Most broadband providers still perform a NAT translation downstream, is it helping alleviate any of the attacks/compromises? NOT!!!!!
A lot of it is because of infected hosts in a subnet searching around for open windows shares on IPs around it.
I know Microsoft has a product that allows you to donwload patches to a centralized server (within your infrastructure) and let's you patch your internal systems from it. Heard our MS admins talking about it a while back....
Sounds like a good thing to have around. -- srs (postmaster|suresh)@outblaze.com // gpg : EDEDEFB9 manager, outblaze.com security and antispam operations
On Mon, 24 Nov 2003 16:25:36 -0500 Suresh Ramasubramanian <suresh@outblaze.com> wrote:
Gerardo Gregory writes on 11/24/2003 4:20 PM:
NAT is not a security feature, neither does it provide any real security, just one to one translations. PAT fall into the same
It is not a cure all and I never said it was one. It cuts the risk down a little, is all.
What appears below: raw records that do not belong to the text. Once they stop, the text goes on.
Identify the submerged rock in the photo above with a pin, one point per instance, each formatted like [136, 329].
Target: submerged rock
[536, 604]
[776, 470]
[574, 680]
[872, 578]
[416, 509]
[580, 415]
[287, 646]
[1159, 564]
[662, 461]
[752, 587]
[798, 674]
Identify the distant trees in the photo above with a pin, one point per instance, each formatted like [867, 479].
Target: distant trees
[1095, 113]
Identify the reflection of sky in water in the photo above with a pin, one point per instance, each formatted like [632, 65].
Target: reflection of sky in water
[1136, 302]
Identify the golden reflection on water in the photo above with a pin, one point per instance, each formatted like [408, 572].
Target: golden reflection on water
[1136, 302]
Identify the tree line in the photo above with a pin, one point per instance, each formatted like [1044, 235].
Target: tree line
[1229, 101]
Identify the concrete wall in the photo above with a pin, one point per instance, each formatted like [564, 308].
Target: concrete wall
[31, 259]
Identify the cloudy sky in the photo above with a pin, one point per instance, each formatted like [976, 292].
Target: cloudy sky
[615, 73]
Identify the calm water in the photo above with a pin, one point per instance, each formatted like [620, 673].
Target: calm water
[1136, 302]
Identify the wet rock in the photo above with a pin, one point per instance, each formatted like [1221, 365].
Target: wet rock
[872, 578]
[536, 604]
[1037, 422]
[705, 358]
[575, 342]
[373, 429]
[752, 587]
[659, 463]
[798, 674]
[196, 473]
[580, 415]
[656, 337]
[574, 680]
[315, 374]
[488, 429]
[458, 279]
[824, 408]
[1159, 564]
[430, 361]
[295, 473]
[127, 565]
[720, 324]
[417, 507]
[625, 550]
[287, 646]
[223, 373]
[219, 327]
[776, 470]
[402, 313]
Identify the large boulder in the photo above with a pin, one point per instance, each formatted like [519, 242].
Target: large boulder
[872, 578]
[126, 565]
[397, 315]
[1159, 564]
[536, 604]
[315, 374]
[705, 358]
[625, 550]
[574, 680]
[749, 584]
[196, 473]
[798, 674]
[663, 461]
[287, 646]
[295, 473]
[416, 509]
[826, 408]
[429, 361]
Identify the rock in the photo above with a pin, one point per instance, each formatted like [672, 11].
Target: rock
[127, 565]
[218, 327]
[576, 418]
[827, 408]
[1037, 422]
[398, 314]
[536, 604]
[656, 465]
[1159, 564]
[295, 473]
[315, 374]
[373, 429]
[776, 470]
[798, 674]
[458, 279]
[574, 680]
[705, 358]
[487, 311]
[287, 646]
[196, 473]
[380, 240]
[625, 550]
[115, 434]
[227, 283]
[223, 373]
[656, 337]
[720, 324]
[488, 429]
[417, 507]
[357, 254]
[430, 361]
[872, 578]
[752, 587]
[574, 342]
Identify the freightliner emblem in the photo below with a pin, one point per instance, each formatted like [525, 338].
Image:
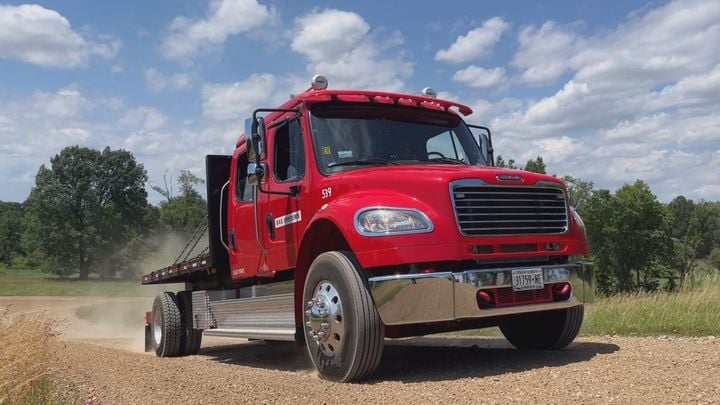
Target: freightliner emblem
[508, 177]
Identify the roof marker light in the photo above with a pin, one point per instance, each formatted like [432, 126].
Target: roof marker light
[319, 82]
[429, 92]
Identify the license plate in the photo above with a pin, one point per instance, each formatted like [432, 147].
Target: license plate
[527, 279]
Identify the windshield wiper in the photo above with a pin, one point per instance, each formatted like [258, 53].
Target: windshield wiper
[448, 160]
[362, 162]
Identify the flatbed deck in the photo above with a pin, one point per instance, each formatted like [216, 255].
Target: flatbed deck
[178, 271]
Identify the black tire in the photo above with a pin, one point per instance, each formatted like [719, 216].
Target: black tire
[551, 330]
[356, 353]
[166, 320]
[191, 337]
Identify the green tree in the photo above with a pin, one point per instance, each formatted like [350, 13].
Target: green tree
[85, 207]
[629, 235]
[536, 166]
[500, 162]
[11, 230]
[188, 210]
[697, 242]
[579, 191]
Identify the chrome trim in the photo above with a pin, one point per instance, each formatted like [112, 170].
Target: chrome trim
[287, 334]
[406, 299]
[481, 183]
[222, 223]
[380, 207]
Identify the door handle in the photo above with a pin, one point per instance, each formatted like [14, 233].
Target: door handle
[270, 222]
[231, 240]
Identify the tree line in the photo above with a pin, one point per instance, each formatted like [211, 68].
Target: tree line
[88, 213]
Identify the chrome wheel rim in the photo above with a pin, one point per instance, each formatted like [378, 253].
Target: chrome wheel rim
[157, 325]
[324, 319]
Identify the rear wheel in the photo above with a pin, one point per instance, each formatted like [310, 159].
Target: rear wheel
[166, 325]
[551, 330]
[191, 337]
[343, 331]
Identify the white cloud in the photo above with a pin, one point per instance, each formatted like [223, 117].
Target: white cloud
[225, 18]
[157, 81]
[148, 117]
[233, 101]
[34, 34]
[339, 45]
[543, 53]
[641, 101]
[30, 136]
[475, 44]
[328, 34]
[67, 102]
[479, 77]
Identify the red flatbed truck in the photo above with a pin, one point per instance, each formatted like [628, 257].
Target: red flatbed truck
[345, 217]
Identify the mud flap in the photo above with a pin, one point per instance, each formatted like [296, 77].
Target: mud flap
[149, 346]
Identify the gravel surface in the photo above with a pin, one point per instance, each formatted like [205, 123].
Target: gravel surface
[421, 370]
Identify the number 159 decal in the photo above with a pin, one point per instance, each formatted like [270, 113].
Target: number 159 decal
[326, 193]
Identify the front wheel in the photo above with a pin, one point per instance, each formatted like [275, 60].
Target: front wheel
[343, 331]
[551, 330]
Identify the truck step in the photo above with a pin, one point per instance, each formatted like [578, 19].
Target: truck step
[270, 317]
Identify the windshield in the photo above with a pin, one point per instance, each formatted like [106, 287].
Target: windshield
[347, 136]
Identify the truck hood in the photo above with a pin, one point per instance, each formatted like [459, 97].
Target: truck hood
[407, 178]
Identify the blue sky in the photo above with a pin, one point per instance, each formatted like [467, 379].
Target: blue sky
[609, 91]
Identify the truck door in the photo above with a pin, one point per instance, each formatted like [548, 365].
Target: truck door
[281, 214]
[242, 241]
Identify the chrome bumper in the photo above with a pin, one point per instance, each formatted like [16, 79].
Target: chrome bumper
[434, 297]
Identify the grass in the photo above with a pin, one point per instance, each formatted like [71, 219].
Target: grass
[691, 312]
[27, 349]
[35, 283]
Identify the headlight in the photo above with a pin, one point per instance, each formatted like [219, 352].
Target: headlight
[381, 221]
[578, 220]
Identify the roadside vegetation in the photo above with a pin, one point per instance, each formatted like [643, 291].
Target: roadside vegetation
[691, 311]
[33, 282]
[27, 350]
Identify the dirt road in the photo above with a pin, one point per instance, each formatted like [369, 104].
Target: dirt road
[104, 369]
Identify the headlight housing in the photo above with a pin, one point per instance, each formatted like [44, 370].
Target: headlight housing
[578, 220]
[385, 221]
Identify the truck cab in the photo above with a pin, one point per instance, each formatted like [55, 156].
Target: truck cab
[344, 217]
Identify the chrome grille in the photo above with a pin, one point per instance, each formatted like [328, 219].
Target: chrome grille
[508, 210]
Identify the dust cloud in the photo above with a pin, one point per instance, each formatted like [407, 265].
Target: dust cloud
[111, 321]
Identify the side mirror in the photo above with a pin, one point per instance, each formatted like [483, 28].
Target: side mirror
[483, 137]
[256, 146]
[256, 172]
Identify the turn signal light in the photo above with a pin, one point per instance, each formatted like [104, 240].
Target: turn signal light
[485, 299]
[561, 291]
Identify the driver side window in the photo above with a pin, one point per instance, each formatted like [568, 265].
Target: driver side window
[446, 144]
[243, 189]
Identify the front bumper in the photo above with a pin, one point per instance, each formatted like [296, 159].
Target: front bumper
[407, 299]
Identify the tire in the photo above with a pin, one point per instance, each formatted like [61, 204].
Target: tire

Dan Senie called me on this one once, and he was right. 1-to-1 NAT is not much of a security feature. Port NAT (PNAT) does, *as a side effect*, provide a measure of meaningful security. as Dan pointed out to me, the code required to implement PNAT is nearly identical to the code required to provide a state keeping firewall similar to what might be done with OpenBSD's PF or Linux's IPTables packages. it doesn't provide the additional useful features of such firewalls, but it does do the minimum. now the consumer PNAT appliances have other issues, and of course PNAT often breaks protocols that make end to end assumptions (which is why i don't like it), but the "not a security feature" thing is not really accurate. the security feature is a side effect, and wasn't the original intent of PNAT, but that doesn't mean it's not there. richard -- Richard Welty rwelty@averillpark.net Averill Park Networking 518-573-7592 Java, PHP, PostgreSQL, Unix, Linux, IP Network Engineering, Security
In reality, PAT provides 99.99% of all firewall protection, so if some _very smart whitehat gay_ is writing _PNAT is not a firewall_, this means only, that he is very far from reality. Show me, please, any attack, addressed to the PNAT based system? PNAT is not enioough for a firewall to be a full featured firewall - it is true; but PNAT provides the same protection, as any firewall (it just do not allow inbound connections, so you can not expose any service). 1 - 1 NAT, of course, do not provide any protection. But the _MOST_ important part of all enterprise firewalls (I mean -not most complex, but those which protects 99.99% of their users) is just PNAT. Of course, it is true _untl_ we are talking only about _direct_ network level attacks. What many people missed is that, in _real_ word, network level firewalls is not enough for the protection, if you use _standard_ software, you are exposed to worms, viruses and other, application level, dangers (and firewalls can not help here too much). Of course, PNAT applianses created a very strange protocol meaning - if protocl can not work thru PNAT, it 'is not a protocol' - you can not use it in many cases... And, on the other hand, the better is protocol security, the worst is this protocol for PNAT - in reality, secure protocol can not be multi-connection one /as FTP or H.323/. ----- Original Message ----- From: "Richard Welty" <rwelty@averillpark.net> To: <nanog@merit.edu> Sent: Monday, November 24, 2003 1:39 PM Subject: Re[2]: Anit-Virus help for all of us??????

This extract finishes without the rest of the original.